Il 26 ottobre 2021, la stratega politica e giornalista Tara McGowan ha annunciato che guiderà la neonata Good Information Inc., una public benefit corporation che ambisce a foraggiare e sostenere un selezionatissimo gruppo di agenzie di stampa, così da combattere la minaccia della disinformazione. A finanziarla, tra gli altri,  Reid Hoffman, miliardario cofondatore di LinkedIn, e il sempre presente George Soros.

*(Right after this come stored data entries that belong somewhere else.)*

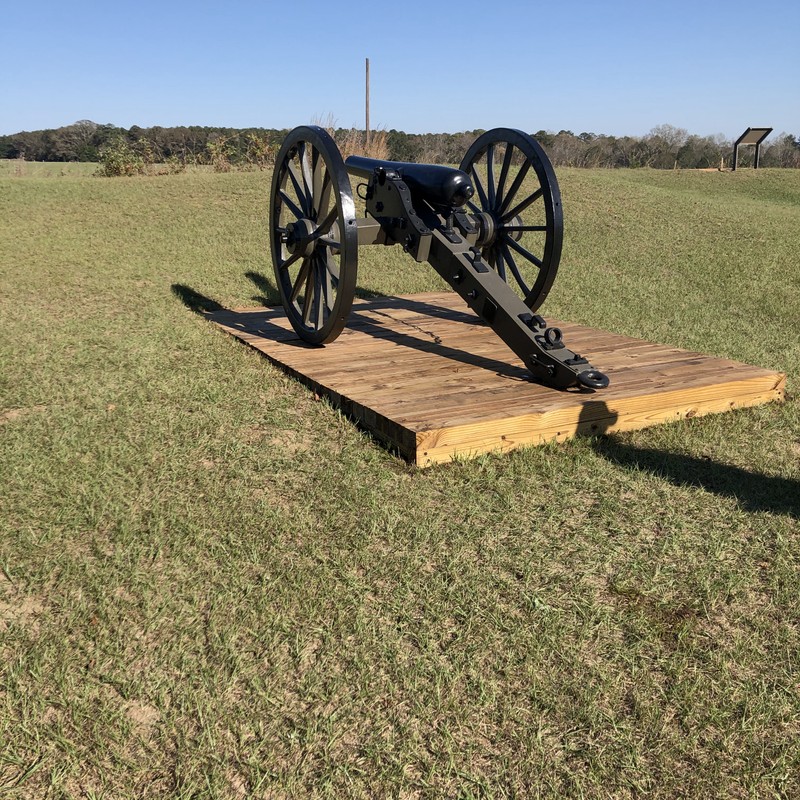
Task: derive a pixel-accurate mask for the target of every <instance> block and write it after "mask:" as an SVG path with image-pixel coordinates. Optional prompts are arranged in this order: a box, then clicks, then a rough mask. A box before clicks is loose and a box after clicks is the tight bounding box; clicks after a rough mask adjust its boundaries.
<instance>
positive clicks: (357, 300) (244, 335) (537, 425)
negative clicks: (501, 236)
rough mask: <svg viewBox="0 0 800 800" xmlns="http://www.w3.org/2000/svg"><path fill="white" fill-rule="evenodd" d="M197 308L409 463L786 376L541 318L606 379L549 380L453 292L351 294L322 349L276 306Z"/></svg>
mask: <svg viewBox="0 0 800 800" xmlns="http://www.w3.org/2000/svg"><path fill="white" fill-rule="evenodd" d="M207 316H208V318H209V319H211V320H212V321H213V322H215V323H216V324H217V325H219V326H220V327H221V328H223V329H224V330H226V331H227V332H229V333H231V334H233V335H234V336H236V337H237V338H239V339H241V340H242V341H244V342H246V343H247V344H249V345H251V346H252V347H255V348H256V349H258V350H260V351H261V352H262V353H263V354H264V355H266V356H267V358H269V359H270V361H272V362H273V363H274V364H276V365H278V366H279V367H281V368H282V369H284V370H285V371H286V372H288V373H289V374H291V375H293V376H295V377H296V378H297V379H298V380H300V381H302V382H303V383H304V384H306V385H307V386H309V387H310V388H312V389H313V390H314V391H315V392H317V393H318V394H320V395H322V396H325V397H328V398H330V400H331V401H332V402H333V404H334V405H336V406H338V407H340V408H342V410H343V411H344V412H345V413H346V414H348V415H350V416H351V417H352V418H353V419H354V420H356V421H357V422H358V423H359V424H360V425H362V426H363V427H364V428H366V429H368V430H370V431H371V432H372V433H373V434H375V435H376V436H377V437H379V438H380V439H383V440H385V441H386V442H388V443H389V444H390V445H392V446H394V447H396V448H397V449H398V450H399V451H400V453H401V454H402V455H403V456H404V457H405V458H407V459H409V460H410V461H412V462H413V463H416V464H417V465H419V466H427V465H429V464H433V463H436V462H441V461H448V460H450V459H451V458H452V457H454V456H474V455H477V454H479V453H485V452H489V451H493V450H511V449H513V448H515V447H520V446H523V445H532V444H541V443H543V442H546V441H549V440H552V439H557V440H563V439H567V438H569V437H571V436H575V435H577V434H596V433H605V432H610V431H625V430H634V429H637V428H644V427H647V426H649V425H655V424H658V423H660V422H665V421H669V420H675V419H681V418H684V417H693V416H699V415H702V414H710V413H715V412H720V411H728V410H730V409H733V408H742V407H745V406H754V405H760V404H762V403H768V402H770V401H773V400H782V399H783V397H784V390H785V385H786V377H785V375H783V374H782V373H779V372H773V371H770V370H766V369H761V368H759V367H751V366H748V365H747V364H741V363H738V362H735V361H728V360H726V359H722V358H712V357H710V356H706V355H702V354H700V353H691V352H688V351H686V350H680V349H678V348H674V347H667V346H665V345H659V344H651V343H650V342H645V341H642V340H640V339H631V338H629V337H627V336H618V335H616V334H612V333H607V332H605V331H600V330H595V329H593V328H587V327H584V326H581V325H574V324H571V323H568V322H560V321H556V320H548V321H549V322H550V324H553V325H557V326H558V327H559V328H561V330H562V331H563V332H564V340H565V342H566V343H567V345H568V346H569V347H570V348H571V349H572V350H575V351H576V352H579V353H586V355H587V356H588V357H589V359H590V361H591V363H592V364H593V365H594V366H595V367H596V368H597V369H600V370H602V371H603V372H605V373H606V374H608V376H609V377H610V378H611V386H610V387H609V388H608V389H604V390H603V391H599V392H580V391H572V390H570V391H566V392H563V391H557V390H554V389H548V388H545V387H543V386H540V385H538V384H536V383H533V382H531V381H529V380H528V379H527V372H526V370H525V369H524V367H523V366H522V363H521V362H520V361H519V360H518V359H517V357H516V356H515V355H514V354H513V353H512V352H511V351H510V350H509V349H508V348H507V347H506V346H505V345H504V344H503V342H502V341H501V340H500V339H499V338H498V337H497V336H496V335H495V334H494V333H493V332H492V330H491V329H490V328H489V327H487V326H486V325H485V324H483V322H482V321H481V320H479V319H478V318H477V317H476V316H475V315H474V314H472V312H471V311H469V309H467V308H466V306H465V305H464V304H463V302H462V300H461V299H460V298H459V297H458V296H457V295H455V294H452V293H431V294H417V295H409V296H404V297H381V298H378V299H376V300H368V301H366V300H364V301H359V300H357V301H356V302H355V303H354V305H353V311H352V314H351V315H350V319H349V321H348V326H347V327H346V328H345V330H344V331H343V332H342V334H341V336H340V337H339V338H338V339H337V340H336V341H335V342H333V343H332V344H330V345H328V346H327V347H314V346H311V345H308V344H306V343H305V342H303V341H302V340H300V339H299V338H298V337H297V335H296V334H295V332H294V331H293V330H292V328H291V326H290V325H289V321H288V320H287V318H286V316H285V314H284V311H283V308H282V307H274V308H263V307H262V308H247V309H233V310H223V311H216V312H213V313H209V314H207Z"/></svg>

Un nuovo tassello nei movimenti delle grandi corporation nel sempre più affollato mondo del “fact-checking” e del contrasto delle “fake news”.

Come abbiamo già fatto notare in passato [1], la gestione del cosiddetto “fact-checking” è frequentemente influenzata da pregiudizi di matrice economico-politica, tuttavia la creazione di Good Information Inc. è un esempio eclatante di come l’intento virtuoso del combattere le bufale possa essere deformato per asservirsi agli interessi di quei pochi che vantano già un potere immenso.

Nello specifico, l’azienda in questione è apertamente pensata ai fini di lucro, contesto che rende difficile il pensare che le sue funzioni possano essere ancorate a un alto ideale disinteressato e accademico. Il comunicato stampa [2] che ha annunciato la nascita dell’impresa ha dipinto la nuova realtà al pari di una guardiana della fiducia sociale e delle buone informazioni online. A febbraio, Vox [3] aveva già notato i movimenti dai facoltosi mecenati e si era spinta a ipotizzare che questa manovra fosse alimentata da circa $65 milioni. McGowan si è rifiutata di commentare l’illazione e non ha fornito alcuna cifra alternativa, omettendo qualsiasi forma di comunicazione finanziaria del gruppo.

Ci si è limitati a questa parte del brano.